Apple patent envisions wireless charging on convertible laptop

A patent application filed by the software giant describes a convertible MacBook-iPad hybrid that could be charged wirelessly.

Drawing for Apple patent titled "Wireless display for electronic devices." Apple via USPTO

Despite Apple CEO Tim Cook having knocked the idea of a convertible MacBook-iPad hybrid device, the company has filed a patent application for just that. The proposed patent, titled "Wireless display for electronic devices," was published by the U.S. Patent and Trademark Office today.

The application describes a computer display that is removable from its base -- basically a convertible laptop. But, what's different about this idea from other convertibles made by other companies is that it has wireless display technology. That means the device could be charged wirelessly.

Here's how Apple describes it in its patent application:

The base includes a processor, a base wireless chip, and a power source. The display includes a screen for displaying a video output, a display wireless chip in communicating with the base wireless chip, and a power wireless chip in communication with the power source. The base wireless chip transmits data from the processor to the display. Also, when the display is at least in one position with respect to the base, the power source transmits power to the power transition member of the display.

Convertible devices are nothing new, but they've never really caught on . Lenovo has its Yoga convertible, and Dell created its XPS 12 , both of which run Microsoft Windows.

Last year, Cook mocked convertible devices saying that such convergence is a "compromise" to the end user.

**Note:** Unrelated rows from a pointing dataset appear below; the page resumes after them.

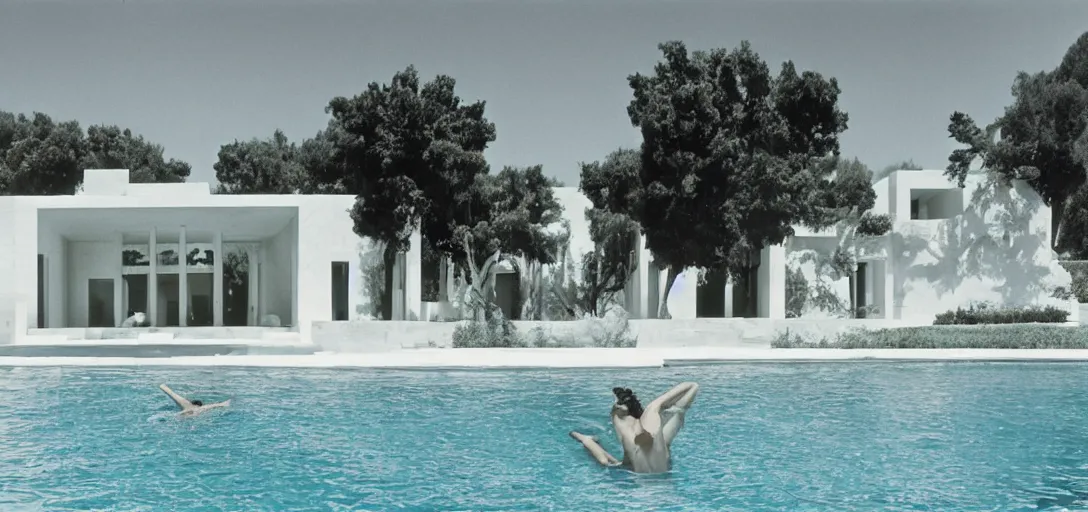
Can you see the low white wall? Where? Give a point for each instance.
(365, 336)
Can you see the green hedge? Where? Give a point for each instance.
(986, 314)
(1008, 336)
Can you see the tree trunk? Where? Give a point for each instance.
(390, 260)
(1056, 211)
(853, 292)
(663, 312)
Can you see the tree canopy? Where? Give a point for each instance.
(614, 187)
(726, 153)
(1040, 138)
(111, 147)
(260, 166)
(410, 153)
(39, 157)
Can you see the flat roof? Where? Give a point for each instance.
(236, 223)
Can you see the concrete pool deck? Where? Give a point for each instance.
(584, 358)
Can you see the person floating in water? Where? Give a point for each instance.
(645, 434)
(190, 408)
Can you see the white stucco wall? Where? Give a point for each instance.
(57, 274)
(8, 297)
(88, 260)
(275, 275)
(985, 242)
(321, 233)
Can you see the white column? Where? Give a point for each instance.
(413, 284)
(254, 277)
(771, 283)
(728, 290)
(119, 282)
(217, 281)
(183, 281)
(633, 296)
(152, 278)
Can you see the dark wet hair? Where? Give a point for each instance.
(627, 398)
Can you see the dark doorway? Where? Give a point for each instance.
(100, 303)
(169, 315)
(137, 294)
(236, 272)
(860, 287)
(200, 300)
(340, 290)
(711, 296)
(746, 294)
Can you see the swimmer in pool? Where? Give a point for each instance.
(645, 434)
(190, 408)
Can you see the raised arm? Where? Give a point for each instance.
(182, 401)
(681, 396)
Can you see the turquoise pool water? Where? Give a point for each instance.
(792, 437)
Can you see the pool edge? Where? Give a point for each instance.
(589, 358)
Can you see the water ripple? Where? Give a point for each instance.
(946, 437)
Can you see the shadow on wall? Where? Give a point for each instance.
(997, 250)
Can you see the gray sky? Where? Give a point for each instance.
(193, 75)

"Anything can be forced to converge, but the problem is that products are about trade-offs, and you begin to make trade-offs to the point where what you have left doesn't please anyone," Cook said. "You can converge a toaster and a refrigerator, but those things are probably not going be pleasing to the user."

It's possible that Apple will never develop a consumer product based on this proposed patent, but it's also possible that the company may now be thinking it can do something beyond what Microsoft has done.

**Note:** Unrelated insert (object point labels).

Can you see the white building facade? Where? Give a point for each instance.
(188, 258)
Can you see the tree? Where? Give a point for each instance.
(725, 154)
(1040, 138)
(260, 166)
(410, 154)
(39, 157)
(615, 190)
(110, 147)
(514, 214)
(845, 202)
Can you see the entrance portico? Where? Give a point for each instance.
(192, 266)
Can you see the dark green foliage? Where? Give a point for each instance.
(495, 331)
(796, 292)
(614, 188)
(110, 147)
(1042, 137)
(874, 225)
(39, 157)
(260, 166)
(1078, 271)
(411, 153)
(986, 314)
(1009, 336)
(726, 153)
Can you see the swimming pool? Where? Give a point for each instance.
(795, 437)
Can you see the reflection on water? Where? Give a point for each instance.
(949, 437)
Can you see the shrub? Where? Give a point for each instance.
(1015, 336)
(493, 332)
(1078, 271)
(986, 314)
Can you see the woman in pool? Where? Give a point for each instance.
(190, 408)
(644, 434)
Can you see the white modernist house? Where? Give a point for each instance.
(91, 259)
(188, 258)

Apple has shown interest in wireless technology in the past. In 2011, it applied for a wireless charging patent that would let users charge an iOS device simply by keeping it close to their computer system. Then, last year, the company filed another patent application for wirelessly charging devices that would charge while sitting in boxes on store selves. Most recently, just last month, the U.S. Patent and Trademark Office published an Apple patent application that aims to charge iPads using a Smart Cover outfitted with charging technology.